Solo le abdicazioni, come le dimissioni, salvaguardano l'Istituzione, stabiliscono la differenza tra Regno e re, ma anche tra Repubblica e presidente ed è la stessa che c'è tra la Specie e l'individuo. Mai la regina Beatrice d'Olanda era stata così amata come il 23 aprile scorso quando ha abdicato a favore del figlio Willem Alexander e di Maxima (che è argentina). Persino il Papato ha avuto bisogno di una spettacolare potatura. Ratzinger ha abdicato e il Papato è rinato.

D'altra parte è vero che le più grandi repubbliche d'Europa, dalla Germania alla Francia, sono fiere d'avere avuto dei re. E c'è una certa bellezza nell'inattualità della monarchia persino per noi italiani che, figli convinti della repubblica e ammorbati dai tradimenti dei Savoia, abbiamo solo il ballo del Gattopardo e guardiamo smarriti il mito, il sogno dei civilissimi paesi che amiamo come un valore che ci è stato negato.

C'è dunque il crisma legittimato dal carisma nella letteraannunzio spedita come un regale pizzino dall'ospedale verso Buckingham Palace. E sono, direbbe il Dante del De Monarchia, moderne allegorie dei poteri popolari sia quell'esposizione oltre i cancelli del Palazzo della lavagnetta di legno con i dati dell'atto di nascita e sia la suspense sul nome George, che non è un nome-trasgressione, non è una di quelle violazioni dei codici onomastici che ne avrebbe esaltato l'autorità, perché la monarchia è anche l'illusione del contatto diretto che Her Majesty stabilisce con ciascun suddito preferendolo al protocollo. Nulla è più principesco di un principe e una principessa che "si fanno" genitori qualunque di un bimbo qualunque.

Lo scrittore Guido Morselli raccontò nel romanzo Divertimento 1889 che Umberto I spesso si mescolava alla gente perché non ne poteva più dei cortigiani contro i quali, del resto, Francesco Giuseppe fingeva di essere sordo. E Federico II andava a piedi mettendo a cavallo il suo palafraniere per mostrarsi uguale ai suoi sudditi.

Ai generali e ai politici che gli consigliavano di organizzare "in nome del Vangelo" una crociata in Africa contro Temim, sultano zirito, Ruggero, dinanzi al popolo festante, rispose emettendo una rumorosa flatulenza: «Eccovi in cambio un consiglio assai migliore».

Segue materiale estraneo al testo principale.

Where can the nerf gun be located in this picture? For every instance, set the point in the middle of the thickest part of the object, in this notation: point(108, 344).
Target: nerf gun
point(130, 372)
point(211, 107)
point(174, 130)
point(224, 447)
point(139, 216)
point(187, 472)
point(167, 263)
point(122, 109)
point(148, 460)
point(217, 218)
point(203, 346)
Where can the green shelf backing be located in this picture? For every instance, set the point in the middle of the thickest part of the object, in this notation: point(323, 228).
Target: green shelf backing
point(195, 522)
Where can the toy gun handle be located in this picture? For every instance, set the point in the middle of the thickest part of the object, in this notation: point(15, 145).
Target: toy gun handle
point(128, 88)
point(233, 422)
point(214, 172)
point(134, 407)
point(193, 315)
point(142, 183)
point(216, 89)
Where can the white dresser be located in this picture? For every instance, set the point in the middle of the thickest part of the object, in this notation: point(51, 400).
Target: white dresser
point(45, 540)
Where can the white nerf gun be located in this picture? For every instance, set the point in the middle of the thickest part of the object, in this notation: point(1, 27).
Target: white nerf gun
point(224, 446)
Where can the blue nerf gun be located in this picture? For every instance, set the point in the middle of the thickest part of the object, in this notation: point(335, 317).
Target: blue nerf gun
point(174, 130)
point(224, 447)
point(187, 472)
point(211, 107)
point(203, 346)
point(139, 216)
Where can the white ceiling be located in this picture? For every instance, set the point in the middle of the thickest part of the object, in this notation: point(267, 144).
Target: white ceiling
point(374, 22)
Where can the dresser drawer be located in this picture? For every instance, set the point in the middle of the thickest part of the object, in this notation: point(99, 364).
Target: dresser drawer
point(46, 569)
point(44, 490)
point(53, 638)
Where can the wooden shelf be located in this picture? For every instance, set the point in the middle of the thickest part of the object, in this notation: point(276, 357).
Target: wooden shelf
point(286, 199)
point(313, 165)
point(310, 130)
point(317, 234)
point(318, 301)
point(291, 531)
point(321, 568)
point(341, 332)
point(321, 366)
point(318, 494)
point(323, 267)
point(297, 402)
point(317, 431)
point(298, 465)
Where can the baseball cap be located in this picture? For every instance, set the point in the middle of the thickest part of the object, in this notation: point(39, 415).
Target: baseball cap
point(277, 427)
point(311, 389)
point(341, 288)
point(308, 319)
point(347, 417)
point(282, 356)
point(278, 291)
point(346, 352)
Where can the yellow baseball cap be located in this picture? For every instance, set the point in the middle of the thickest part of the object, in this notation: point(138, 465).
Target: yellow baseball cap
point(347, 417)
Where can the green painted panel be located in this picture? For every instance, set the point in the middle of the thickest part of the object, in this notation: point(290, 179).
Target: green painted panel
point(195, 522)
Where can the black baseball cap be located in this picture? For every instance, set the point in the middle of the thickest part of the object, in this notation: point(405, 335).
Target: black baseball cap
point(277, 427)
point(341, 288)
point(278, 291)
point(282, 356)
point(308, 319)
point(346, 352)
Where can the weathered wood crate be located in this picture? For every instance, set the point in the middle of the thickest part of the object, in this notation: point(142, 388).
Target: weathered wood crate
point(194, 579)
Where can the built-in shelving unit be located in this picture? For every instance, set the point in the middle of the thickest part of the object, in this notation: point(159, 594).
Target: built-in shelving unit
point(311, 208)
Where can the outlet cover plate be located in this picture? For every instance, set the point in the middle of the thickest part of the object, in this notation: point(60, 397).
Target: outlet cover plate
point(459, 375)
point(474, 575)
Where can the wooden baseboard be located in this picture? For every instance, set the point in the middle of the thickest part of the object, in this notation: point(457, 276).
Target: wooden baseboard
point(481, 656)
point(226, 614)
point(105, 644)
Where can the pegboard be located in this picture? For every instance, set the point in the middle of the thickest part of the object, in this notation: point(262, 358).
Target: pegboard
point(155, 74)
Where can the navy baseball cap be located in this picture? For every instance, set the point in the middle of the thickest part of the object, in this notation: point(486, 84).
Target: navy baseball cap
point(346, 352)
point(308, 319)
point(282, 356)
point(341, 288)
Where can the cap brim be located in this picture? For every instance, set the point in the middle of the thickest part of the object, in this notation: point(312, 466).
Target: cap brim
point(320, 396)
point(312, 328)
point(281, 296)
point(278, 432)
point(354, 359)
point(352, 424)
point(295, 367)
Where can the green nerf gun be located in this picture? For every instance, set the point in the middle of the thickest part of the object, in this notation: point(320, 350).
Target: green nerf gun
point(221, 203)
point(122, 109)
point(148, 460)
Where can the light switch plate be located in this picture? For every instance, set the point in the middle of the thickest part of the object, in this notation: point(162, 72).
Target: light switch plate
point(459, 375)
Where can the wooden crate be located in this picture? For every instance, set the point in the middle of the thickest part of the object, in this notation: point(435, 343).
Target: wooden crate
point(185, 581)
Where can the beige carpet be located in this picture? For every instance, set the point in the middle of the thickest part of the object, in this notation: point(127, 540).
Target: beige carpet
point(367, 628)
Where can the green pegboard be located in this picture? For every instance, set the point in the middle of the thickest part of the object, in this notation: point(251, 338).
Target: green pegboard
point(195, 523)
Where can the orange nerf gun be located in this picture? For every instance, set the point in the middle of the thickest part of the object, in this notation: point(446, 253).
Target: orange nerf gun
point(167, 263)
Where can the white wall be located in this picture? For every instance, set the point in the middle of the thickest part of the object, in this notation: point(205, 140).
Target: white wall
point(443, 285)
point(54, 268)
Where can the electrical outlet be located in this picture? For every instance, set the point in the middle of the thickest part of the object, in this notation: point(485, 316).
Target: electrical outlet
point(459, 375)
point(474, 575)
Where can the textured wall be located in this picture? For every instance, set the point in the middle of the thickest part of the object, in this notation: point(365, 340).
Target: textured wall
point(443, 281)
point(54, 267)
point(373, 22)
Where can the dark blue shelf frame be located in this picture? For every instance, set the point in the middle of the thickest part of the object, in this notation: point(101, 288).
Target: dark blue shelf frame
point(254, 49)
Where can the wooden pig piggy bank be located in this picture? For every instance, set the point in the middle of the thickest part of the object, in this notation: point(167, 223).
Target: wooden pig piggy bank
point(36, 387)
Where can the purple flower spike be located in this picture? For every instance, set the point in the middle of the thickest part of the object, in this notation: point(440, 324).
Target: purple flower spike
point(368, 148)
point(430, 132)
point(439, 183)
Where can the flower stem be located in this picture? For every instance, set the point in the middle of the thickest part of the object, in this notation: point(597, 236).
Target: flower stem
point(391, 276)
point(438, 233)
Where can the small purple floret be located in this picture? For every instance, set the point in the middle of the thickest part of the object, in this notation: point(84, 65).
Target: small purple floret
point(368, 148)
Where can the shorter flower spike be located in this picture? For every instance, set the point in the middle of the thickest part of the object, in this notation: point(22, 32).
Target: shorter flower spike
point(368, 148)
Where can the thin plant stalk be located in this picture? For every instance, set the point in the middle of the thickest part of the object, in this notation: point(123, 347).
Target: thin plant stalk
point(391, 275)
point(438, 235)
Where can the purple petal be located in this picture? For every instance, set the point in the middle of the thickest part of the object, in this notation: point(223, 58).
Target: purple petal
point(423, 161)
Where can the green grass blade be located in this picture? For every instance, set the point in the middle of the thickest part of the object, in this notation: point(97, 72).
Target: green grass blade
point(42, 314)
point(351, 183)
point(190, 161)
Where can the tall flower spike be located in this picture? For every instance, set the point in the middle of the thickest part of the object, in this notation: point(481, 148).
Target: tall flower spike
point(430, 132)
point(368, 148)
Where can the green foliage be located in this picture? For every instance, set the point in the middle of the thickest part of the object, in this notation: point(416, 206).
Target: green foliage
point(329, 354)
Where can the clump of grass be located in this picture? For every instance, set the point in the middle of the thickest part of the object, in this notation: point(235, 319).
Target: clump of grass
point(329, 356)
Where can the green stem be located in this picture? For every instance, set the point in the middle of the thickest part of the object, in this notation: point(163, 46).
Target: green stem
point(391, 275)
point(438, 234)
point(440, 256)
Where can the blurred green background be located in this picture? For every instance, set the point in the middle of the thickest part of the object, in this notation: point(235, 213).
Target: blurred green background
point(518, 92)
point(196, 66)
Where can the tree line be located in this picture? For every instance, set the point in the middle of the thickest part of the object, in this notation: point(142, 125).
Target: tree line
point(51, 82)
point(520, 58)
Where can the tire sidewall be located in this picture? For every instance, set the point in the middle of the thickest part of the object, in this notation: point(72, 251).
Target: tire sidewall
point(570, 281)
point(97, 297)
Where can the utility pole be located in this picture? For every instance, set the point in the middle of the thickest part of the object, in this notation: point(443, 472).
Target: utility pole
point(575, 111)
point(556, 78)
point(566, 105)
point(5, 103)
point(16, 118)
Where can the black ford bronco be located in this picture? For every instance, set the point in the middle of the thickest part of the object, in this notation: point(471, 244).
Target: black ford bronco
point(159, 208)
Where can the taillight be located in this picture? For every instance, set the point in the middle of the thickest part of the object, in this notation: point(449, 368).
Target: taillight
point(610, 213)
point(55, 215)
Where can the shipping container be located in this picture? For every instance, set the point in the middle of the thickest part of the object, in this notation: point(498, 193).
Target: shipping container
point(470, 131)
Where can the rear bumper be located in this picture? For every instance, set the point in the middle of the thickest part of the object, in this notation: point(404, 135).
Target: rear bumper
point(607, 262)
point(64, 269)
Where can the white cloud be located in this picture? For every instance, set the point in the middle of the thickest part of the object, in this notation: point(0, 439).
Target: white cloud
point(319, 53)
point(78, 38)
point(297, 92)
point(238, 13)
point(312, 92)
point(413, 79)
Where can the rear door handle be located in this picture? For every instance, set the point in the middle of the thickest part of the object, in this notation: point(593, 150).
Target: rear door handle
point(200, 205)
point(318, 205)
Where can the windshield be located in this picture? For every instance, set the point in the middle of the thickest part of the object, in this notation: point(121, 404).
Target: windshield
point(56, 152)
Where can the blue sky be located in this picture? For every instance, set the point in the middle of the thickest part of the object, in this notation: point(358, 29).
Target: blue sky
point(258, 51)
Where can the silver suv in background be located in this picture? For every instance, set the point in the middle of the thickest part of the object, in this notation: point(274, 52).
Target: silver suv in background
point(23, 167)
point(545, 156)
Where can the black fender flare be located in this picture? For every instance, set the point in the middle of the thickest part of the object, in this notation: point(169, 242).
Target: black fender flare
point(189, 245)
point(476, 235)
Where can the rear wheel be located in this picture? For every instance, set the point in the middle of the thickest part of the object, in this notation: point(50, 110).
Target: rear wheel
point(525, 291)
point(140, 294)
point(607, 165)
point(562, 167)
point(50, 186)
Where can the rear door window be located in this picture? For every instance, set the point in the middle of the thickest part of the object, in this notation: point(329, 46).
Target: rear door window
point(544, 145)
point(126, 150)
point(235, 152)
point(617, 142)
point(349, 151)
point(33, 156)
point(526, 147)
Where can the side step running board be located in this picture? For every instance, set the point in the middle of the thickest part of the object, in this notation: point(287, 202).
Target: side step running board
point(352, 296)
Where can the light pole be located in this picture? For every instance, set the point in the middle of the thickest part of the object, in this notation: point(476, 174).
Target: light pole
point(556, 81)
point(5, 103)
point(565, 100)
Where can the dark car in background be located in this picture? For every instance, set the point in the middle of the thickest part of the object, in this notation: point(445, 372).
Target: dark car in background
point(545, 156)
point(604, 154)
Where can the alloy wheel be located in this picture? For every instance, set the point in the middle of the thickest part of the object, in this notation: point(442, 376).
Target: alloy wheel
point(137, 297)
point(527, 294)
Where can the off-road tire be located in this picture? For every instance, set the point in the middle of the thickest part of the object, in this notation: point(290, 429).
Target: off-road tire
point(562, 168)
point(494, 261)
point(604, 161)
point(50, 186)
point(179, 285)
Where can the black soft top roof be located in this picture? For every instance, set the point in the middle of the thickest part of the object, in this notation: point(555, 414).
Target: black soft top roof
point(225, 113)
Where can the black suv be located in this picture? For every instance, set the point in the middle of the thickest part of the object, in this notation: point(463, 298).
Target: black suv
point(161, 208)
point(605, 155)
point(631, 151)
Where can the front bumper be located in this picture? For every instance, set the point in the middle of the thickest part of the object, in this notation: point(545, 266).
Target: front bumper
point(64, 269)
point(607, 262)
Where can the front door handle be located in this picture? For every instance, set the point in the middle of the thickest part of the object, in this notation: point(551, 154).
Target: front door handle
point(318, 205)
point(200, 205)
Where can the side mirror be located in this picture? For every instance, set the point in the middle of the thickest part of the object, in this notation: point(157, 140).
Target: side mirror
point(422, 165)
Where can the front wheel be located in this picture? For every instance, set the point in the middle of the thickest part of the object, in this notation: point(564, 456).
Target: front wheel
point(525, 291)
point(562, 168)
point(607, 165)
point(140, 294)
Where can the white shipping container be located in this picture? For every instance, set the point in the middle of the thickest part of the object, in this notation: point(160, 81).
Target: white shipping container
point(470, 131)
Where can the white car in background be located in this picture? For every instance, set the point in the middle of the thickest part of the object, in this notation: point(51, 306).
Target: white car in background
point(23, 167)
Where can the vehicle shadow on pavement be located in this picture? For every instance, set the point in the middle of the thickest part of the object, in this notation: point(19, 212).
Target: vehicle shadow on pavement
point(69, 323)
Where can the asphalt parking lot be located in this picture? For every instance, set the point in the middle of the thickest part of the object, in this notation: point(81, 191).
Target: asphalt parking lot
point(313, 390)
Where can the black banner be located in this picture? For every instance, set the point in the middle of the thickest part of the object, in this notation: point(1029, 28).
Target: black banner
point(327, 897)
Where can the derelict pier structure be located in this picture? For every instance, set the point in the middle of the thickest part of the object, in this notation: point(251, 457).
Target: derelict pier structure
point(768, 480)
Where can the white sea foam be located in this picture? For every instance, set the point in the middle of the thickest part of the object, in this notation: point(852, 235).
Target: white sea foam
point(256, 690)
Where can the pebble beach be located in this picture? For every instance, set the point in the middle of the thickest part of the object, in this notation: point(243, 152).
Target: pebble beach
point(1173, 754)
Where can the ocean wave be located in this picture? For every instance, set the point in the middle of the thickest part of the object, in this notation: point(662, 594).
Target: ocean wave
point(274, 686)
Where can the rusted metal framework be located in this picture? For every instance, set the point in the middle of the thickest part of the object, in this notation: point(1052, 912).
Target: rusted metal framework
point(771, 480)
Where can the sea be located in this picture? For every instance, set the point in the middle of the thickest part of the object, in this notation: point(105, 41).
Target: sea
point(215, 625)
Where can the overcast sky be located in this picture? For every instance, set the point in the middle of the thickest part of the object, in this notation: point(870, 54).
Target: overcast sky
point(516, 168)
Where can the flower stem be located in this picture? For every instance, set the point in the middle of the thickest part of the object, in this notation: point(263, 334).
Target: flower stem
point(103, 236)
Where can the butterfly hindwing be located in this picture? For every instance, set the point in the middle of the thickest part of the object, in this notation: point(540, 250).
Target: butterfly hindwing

Il pop dunque, che sta trasformando anche la sacralità del Papato dove ha sostituito la meditazione con l'applauso, non ha più bisogno di re a cavallo ma di armoniosi modelli buoni per Ralph Lauren, non più parate militari, ma beneficienza e glamour, lealtà democratica e virtù borghesi. Ecco perché l'erede dell'erede dell'erede è stato partorito e registrato direttamente come erede non dai polverosi annali dell'araldica ma dall'occhio collettivo, che è la fonte della legittimità di ogni scettro, il giudice di qualsiasi corona.